In statistical modelling, data are frequently deficient in a variety of ways. One major deficiency arises
when certain observations are completely unavailable. Another deficiency commonly encountered in
practice, especially with survival data, is the data sample’s being length-biased, meaning that the
probability of selecting an observation from the population is proportional to the time from the initiation
event to the failure event. The main interests of this project are to combine quantile regression (QR)
analysis with the above mentioned forms of deficient data. These topics are not well-developed in the
existing literature.
In spite of the arsenal of tools that are available for mitigating the effects of missing data, the
preponderance of these tools emphasizes conditional mean estimation. In contrast, few studies have
examined the case when the goal is to estimate conditional quantiles. This is unfortunate because QR is
now an indispensable tool for statistical research. Remarkably, the handful of methods available for
handling missing data in QR all have the common weakness of being incapable of treating unobserved
response and covariates simultaneously. The majority of these methods also rely on the strong
assumption of identically distributed errors, and many of them do not have sound theoretical
underpinnings. Obviously, these shortcomings represent severe limitations of the methods’ usefulness. A
key reason for the absence of a “quantile counterpart” to the many techniques developed for conditional
mean modeling with missing data is that QRs are based on non-smooth criterion functions. This latter
feature poses significant technical challenges when one attempts to establish optimality properties of the
methods in the quantile setting.
The proposed study considers as a primary focus three methods for handling missing data in a QR setting.
These include the inverse probability weighting (IPW) method, estimating equation projection (EEP)

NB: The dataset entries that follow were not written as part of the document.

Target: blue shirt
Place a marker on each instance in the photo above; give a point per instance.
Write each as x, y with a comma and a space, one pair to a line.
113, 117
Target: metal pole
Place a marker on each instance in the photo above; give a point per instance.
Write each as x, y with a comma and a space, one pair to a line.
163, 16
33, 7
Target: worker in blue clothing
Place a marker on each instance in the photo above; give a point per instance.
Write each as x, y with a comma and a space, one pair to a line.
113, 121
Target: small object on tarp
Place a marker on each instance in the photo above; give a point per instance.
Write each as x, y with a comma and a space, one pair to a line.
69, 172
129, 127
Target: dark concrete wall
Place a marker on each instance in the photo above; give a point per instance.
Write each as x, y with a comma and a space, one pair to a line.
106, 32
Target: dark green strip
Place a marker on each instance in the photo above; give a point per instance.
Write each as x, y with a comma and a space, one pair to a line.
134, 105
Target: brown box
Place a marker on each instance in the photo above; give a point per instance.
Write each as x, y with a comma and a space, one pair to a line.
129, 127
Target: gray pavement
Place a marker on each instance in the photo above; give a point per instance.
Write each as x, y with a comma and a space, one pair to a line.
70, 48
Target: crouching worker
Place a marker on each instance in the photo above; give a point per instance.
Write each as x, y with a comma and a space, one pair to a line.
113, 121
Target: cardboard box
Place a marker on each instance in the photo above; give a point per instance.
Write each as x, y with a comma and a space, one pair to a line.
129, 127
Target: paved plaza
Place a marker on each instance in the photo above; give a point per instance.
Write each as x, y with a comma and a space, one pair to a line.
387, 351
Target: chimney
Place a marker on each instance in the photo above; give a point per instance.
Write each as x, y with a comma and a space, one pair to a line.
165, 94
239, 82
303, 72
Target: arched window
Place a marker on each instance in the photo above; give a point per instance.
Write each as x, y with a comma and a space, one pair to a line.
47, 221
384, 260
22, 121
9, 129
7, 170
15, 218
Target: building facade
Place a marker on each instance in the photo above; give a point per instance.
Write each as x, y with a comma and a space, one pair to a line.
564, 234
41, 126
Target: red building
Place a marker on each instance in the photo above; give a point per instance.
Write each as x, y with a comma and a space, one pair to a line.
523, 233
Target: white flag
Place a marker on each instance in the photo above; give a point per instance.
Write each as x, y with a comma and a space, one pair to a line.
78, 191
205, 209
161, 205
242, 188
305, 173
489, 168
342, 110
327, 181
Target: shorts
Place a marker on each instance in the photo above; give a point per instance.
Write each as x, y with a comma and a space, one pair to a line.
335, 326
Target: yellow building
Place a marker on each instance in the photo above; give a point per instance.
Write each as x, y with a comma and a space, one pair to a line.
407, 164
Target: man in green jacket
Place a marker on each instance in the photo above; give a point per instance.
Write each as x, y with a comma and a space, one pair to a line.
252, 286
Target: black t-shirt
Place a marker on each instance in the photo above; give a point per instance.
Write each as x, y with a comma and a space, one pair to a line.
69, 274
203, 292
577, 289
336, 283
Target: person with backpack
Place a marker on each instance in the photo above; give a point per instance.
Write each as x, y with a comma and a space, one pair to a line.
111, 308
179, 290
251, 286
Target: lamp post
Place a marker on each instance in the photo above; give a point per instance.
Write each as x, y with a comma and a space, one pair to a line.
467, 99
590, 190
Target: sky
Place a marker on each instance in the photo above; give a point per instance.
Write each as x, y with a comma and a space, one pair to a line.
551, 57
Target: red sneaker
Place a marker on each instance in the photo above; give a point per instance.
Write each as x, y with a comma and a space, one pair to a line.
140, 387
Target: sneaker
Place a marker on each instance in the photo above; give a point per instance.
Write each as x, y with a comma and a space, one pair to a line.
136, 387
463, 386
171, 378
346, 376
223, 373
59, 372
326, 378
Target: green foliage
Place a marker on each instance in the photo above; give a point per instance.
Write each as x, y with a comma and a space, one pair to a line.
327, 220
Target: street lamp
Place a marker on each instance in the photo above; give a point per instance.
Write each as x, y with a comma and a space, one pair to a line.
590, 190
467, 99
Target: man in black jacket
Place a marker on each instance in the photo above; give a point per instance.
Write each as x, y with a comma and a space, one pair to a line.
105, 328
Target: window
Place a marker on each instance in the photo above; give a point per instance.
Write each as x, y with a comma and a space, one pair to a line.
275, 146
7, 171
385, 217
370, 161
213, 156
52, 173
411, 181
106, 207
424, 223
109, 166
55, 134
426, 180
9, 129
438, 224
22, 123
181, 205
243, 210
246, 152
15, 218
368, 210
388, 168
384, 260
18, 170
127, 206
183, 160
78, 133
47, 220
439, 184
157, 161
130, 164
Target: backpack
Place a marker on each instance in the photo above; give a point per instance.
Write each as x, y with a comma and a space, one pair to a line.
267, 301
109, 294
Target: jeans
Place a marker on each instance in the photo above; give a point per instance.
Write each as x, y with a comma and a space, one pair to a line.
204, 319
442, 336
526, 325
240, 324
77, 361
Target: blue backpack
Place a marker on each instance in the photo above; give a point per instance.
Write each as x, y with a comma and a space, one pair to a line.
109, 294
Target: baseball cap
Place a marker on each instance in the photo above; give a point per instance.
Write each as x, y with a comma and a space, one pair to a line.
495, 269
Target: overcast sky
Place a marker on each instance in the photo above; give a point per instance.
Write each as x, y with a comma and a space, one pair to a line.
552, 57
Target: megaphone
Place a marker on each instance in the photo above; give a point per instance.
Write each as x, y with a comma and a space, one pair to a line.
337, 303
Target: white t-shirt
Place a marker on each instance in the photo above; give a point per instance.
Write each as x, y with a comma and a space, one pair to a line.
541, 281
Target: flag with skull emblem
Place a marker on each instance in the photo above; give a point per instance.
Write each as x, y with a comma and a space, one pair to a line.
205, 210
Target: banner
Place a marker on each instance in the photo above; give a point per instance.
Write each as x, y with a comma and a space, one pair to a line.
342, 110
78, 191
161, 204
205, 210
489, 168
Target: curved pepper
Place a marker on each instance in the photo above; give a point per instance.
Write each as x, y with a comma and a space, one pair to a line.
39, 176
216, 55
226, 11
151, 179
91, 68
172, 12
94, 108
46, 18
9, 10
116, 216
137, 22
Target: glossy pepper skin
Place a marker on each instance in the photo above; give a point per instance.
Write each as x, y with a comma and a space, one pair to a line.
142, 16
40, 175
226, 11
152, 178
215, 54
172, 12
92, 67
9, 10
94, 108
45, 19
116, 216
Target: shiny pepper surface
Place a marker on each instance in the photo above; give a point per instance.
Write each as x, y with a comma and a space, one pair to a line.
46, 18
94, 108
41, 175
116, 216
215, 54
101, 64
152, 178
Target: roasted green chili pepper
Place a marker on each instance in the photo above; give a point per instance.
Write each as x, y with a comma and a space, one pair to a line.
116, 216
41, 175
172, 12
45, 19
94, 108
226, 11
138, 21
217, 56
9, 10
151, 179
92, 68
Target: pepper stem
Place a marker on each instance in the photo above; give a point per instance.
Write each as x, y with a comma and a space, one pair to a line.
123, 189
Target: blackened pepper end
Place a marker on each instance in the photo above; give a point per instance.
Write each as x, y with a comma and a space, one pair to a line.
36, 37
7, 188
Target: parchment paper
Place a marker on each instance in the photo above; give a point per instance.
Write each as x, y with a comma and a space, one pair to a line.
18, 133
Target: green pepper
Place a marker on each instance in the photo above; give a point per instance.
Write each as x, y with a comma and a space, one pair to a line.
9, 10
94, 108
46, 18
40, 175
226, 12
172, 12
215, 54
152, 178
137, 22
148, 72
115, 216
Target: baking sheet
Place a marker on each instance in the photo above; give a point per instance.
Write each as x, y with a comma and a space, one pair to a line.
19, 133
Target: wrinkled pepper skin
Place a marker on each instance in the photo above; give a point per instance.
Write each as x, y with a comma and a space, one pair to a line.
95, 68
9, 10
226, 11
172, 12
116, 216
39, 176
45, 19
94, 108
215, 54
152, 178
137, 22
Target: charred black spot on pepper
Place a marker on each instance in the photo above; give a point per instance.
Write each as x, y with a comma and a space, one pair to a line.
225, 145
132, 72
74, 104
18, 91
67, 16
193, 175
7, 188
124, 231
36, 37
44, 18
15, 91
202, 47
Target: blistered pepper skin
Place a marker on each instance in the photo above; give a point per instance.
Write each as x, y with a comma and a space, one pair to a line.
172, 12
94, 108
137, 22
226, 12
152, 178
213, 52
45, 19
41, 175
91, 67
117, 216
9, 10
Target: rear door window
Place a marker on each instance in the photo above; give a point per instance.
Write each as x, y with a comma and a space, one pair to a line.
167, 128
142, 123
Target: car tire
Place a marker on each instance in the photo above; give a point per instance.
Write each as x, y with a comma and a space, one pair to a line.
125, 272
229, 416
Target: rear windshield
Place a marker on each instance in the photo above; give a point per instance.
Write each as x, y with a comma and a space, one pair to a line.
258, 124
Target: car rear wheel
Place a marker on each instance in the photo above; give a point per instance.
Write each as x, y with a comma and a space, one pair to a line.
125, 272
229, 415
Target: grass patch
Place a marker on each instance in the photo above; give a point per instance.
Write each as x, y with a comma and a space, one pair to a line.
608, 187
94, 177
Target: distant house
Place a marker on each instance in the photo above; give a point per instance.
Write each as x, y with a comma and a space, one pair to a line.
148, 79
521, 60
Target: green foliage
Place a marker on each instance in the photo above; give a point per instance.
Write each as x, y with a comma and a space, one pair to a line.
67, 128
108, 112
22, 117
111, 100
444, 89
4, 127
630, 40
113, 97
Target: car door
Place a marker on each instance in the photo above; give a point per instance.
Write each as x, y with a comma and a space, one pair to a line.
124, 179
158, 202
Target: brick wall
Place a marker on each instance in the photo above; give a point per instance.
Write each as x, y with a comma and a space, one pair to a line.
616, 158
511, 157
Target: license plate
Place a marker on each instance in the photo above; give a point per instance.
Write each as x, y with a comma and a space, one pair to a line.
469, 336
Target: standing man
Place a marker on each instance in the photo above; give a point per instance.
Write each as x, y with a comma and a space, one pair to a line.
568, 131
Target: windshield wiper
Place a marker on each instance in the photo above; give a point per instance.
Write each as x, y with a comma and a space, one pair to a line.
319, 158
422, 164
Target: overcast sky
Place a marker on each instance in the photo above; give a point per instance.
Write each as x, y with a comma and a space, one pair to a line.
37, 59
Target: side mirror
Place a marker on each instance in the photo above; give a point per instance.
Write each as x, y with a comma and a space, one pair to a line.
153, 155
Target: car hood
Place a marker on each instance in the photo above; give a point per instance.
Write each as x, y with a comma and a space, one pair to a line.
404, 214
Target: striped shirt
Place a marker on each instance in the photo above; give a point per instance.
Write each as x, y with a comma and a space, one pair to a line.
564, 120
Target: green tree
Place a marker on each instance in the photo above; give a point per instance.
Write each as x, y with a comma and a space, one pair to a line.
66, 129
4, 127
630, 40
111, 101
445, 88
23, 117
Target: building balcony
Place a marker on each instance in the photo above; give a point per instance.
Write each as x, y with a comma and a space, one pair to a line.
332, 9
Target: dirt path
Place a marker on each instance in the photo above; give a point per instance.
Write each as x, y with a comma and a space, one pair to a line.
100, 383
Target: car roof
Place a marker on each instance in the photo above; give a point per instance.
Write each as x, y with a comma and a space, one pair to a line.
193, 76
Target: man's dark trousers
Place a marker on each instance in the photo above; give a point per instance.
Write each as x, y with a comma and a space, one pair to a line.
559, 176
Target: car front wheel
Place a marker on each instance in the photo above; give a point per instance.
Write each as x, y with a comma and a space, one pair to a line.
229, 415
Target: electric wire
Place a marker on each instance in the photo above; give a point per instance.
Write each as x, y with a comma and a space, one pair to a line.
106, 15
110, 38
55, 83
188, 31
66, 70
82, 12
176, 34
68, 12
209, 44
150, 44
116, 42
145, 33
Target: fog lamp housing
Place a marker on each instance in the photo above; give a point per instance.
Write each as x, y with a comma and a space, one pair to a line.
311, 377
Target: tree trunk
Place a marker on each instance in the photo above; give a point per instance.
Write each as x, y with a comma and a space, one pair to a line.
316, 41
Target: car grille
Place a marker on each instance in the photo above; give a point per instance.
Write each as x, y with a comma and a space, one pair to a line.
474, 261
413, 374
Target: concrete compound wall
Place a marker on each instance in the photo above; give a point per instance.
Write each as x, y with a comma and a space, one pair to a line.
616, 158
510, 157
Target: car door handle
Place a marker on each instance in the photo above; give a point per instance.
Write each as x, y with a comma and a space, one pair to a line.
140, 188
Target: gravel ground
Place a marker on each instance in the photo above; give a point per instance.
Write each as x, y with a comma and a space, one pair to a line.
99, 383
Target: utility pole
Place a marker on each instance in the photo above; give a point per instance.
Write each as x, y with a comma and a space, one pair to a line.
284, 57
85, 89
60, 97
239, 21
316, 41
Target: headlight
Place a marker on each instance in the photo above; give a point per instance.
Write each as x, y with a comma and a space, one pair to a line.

method and a combination of both. Some of these approaches have been developed for conditional mean
modelling only very recently and it is by no means trivial to extend them to QR contexts due to the
aforementioned technical challenges. We have spent considerable time and efforts exploring these
technical issues and found that they may be overcome using techniques that draw on results of empirical
process. Moreover, our proposed methods can handle missing data in the response and/or the covariates,
and they possess optimal properties even under non-identical error terms. We think these results
represent fairly significant advances and decide to apply for funding to complete the work. There is also a
need to develop a resampling method for obtaining the asymptotic variances of estimators. The requested
amount is mainly for the recruitment of a research assistant to carry out simulation and real data analysis.
The second focus area of this study is on the treatment of length-biased data in QR modelling. The studies
on modelling conditional quantiles of survival times have proliferated in recent years, but few studies
consider data length-biasedness in conjunction and those that do all assume a linear functional relationship
between the survival time and covariates. We propose to use a varying-coefficient QR approach. One
important strength of our approach, besides the usual flexibility offered by the varying coefficients, is that
we need not assume the censoring variable being distributed independently of the covariates or failure
times. We have already worked out some of the key theoretical properties of the method but have yet to
complete the numerical analysis. We combine this second topic with the first on missing data in one single
project because they two constitute a cohesive group in that we can derive the properties of the QR
estimators using similar analytic and computational techniques.